Et la croissance externe ? quoi, et pourquoi faire ? C'est simple, explique René Carron. Le groupe ne peut plus progresser qu'à l'étranger. Dans la finance, il dispose des outils nécessaires. Mais dans la banque de détail, qui est son "cœur de métier", il ne peut que procéder à des acquisitions. Un trésor de guerre de cinq milliards a été constitué à cet effet. On étudie toutes les possibilités, mais tout est très cher, alors il faut être attentif et "sélectif". Après la Serbie, l'Ukraine, l'Égypte, le Crédit Agricole est prêt à faire d'autres emplettes dans d'autres contrées où les prix sont encore abordables. Et le sociétaire dans tout cela ? Quel intérêt trouvera-t-il à cet éparpillement ? C'est tout aussi simple : il aura le bonheur de savoir que sa banque est en bonne santé, puisqu'elle a un appétit d'ogre. CQFD !
Dans les semaines qui suivirent, on évoqua l'acquisition d'Alliance Leicester, une très grosse proie. Mais cela tourna court. Puis ce fut la banque grecque Emporiki, enlevée de haute lutte ces tous derniers jours. Des confetti de Crédit Lyonnais, plus ou moins gros, tombent ainsi dans l'escarcelle du grand loup coopératif.
Pourquoi alors laisser vierges les vastes espaces de l'Asie, de l'Amérique ou de l'Océanie ? René Carron retombe dans ses sabots de paysan : le bon sens près de chez nous ! Eh oui, le groupe ne pourra être efficace dans la banque de détail et y dégager des synergies que s'il opère dans des pays proches, géographiquement comme culturellement.
D'autres questions sont anodines. C'est ainsi dans toutes les AG.
- Le frère séparé Groupama ? qu'en savez-vous ? rapprochera, rapprochera pas ? Réponse : nous n'en savons rien. Demandez-leur !
- Je suis client du Crédit Lyonnais, j'ai eu bien du mal à obtenir ma carte d'admission. Pourtant c'est la même maison…
Réponse : la même maison ? Hum… voyons voir… et si vous mettiez plutôt vos titres au nominatif pur ? (Il faut savoir que les systèmes d'attribution des cartes d'accès aux AG connaissent partout des ratés, bien que les banques chargées de ces opérations soient grassement rémunérées. Il y a toujours des protestations, et je n'ai jamais entendu un Président répondre autrement qu'en bottant en touche. Quand il s'agit d'une AG de banque, l'arroseur arrosé n'en est que plus morveux).
Une dame se plaint que les visuels sont projetés en caractères trop petits pour être lisibles du fond de la salle. Dont acte : René Carron s'excuse. Il fera mieux son devoir de transparence la prochaine fois.
- Croyez bien, chère Madame, nous n'avons rien à vous cacher.
Enfin, il y a les questions qui fâchent. Les plus intéressantes.
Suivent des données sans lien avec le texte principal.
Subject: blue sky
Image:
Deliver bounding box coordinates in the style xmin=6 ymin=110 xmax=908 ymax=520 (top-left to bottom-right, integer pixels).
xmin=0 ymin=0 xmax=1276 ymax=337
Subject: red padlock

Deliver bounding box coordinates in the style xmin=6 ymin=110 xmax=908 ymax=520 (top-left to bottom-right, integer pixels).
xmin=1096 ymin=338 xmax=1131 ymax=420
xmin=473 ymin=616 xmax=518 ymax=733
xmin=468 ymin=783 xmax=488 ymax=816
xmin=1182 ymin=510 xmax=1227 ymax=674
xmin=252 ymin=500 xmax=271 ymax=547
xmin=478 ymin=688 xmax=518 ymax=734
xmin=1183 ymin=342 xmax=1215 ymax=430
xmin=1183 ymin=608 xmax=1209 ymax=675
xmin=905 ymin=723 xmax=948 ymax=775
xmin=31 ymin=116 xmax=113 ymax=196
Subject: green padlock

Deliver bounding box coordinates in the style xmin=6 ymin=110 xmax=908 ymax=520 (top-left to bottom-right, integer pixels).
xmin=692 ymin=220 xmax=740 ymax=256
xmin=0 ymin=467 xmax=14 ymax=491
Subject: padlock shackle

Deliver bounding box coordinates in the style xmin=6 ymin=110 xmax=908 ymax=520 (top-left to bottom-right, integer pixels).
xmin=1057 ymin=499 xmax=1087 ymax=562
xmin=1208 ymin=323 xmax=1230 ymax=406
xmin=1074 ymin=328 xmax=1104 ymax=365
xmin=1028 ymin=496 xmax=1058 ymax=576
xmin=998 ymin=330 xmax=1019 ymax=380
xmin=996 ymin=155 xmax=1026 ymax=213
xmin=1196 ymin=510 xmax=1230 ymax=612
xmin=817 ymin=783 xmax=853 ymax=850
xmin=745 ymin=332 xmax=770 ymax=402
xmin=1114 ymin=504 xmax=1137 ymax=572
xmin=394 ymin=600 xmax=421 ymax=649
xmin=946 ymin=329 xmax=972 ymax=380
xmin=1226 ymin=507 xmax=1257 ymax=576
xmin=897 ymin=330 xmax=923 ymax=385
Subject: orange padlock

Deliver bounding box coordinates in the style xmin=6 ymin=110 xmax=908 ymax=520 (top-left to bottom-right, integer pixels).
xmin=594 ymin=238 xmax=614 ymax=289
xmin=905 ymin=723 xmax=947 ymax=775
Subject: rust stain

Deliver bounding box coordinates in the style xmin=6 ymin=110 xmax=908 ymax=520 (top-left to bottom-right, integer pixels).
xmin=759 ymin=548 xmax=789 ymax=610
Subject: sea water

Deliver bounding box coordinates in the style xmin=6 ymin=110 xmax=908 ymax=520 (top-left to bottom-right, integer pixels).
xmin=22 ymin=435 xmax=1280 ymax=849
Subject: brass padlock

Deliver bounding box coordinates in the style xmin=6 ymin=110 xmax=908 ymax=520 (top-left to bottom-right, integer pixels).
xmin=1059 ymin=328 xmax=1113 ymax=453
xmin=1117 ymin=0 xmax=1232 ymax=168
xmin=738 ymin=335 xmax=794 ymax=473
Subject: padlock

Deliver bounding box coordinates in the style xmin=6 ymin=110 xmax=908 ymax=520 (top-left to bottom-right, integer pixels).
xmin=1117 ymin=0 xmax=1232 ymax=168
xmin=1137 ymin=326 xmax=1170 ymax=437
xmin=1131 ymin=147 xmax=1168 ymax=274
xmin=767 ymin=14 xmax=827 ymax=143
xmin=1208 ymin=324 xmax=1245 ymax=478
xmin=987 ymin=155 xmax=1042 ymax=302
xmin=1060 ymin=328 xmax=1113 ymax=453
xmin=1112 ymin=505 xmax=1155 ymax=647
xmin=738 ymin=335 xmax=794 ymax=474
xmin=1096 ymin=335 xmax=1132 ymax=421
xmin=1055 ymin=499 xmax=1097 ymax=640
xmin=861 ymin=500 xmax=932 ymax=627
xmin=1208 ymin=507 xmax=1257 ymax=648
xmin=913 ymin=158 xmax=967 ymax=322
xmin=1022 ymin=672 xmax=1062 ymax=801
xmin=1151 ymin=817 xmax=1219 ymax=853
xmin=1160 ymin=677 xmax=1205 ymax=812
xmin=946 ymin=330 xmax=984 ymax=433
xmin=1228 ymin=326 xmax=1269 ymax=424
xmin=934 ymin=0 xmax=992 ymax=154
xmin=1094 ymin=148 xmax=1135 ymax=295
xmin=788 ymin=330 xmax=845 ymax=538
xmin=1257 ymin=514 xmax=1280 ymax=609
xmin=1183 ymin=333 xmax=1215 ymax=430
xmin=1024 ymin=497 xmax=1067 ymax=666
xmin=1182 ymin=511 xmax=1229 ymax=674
Jean Laurent d'abord. Il est parti, ou il a été viré ? pour quelles raisons ? avec une indemnité de plus d'un milliard d'anciens francs, son logement de fonction maintenu, n'est-ce pas un bien gros cadeau ? René Carron est visiblement agacé. Il fait de son ancien numéro deux un éloge aussi appuyé qu'il sonne faux. Tout le monde a compris ; rien n'était trop cher pour se débarrasser de ce damné rival aux dents trop longues. Dans un empire coopératif il n'y a place que pour un seul chef ! D'ailleurs ces indemnités sont "dans le bas de la fourchette" de ce qui se pratique dans les plus grandes banques du monde.
Circulez, on vous dit, y'a rien à voir.
Puis un actionnaire prend la parole. Visiblement il n'est pas sociétaire, sans doute pas client non plus. Il se lance dans une argumentation d'inspiration hyperlibérale. Le groupe, affirme-t-il, aurait tout à gagner à devenir vraiment capitaliste, et à se donner un gouvernance de bon aloi. Car sur ses 18 administrateurs, 12 représentent les caisses régionales, 1 la caisse nationale, et 1 les salariés, cela en fait 14 qui ne sont pas indépendants, et il ne reste que 4 administrateurs pour représenter les actionnaires, 4 seulement sur 18, c'est un déni de démocratie !
René Carron cette fois explose. C'en est fini du discours policé du capitaliste à la gouvernance socialement responsable ; place à la noire colère du coopérateur.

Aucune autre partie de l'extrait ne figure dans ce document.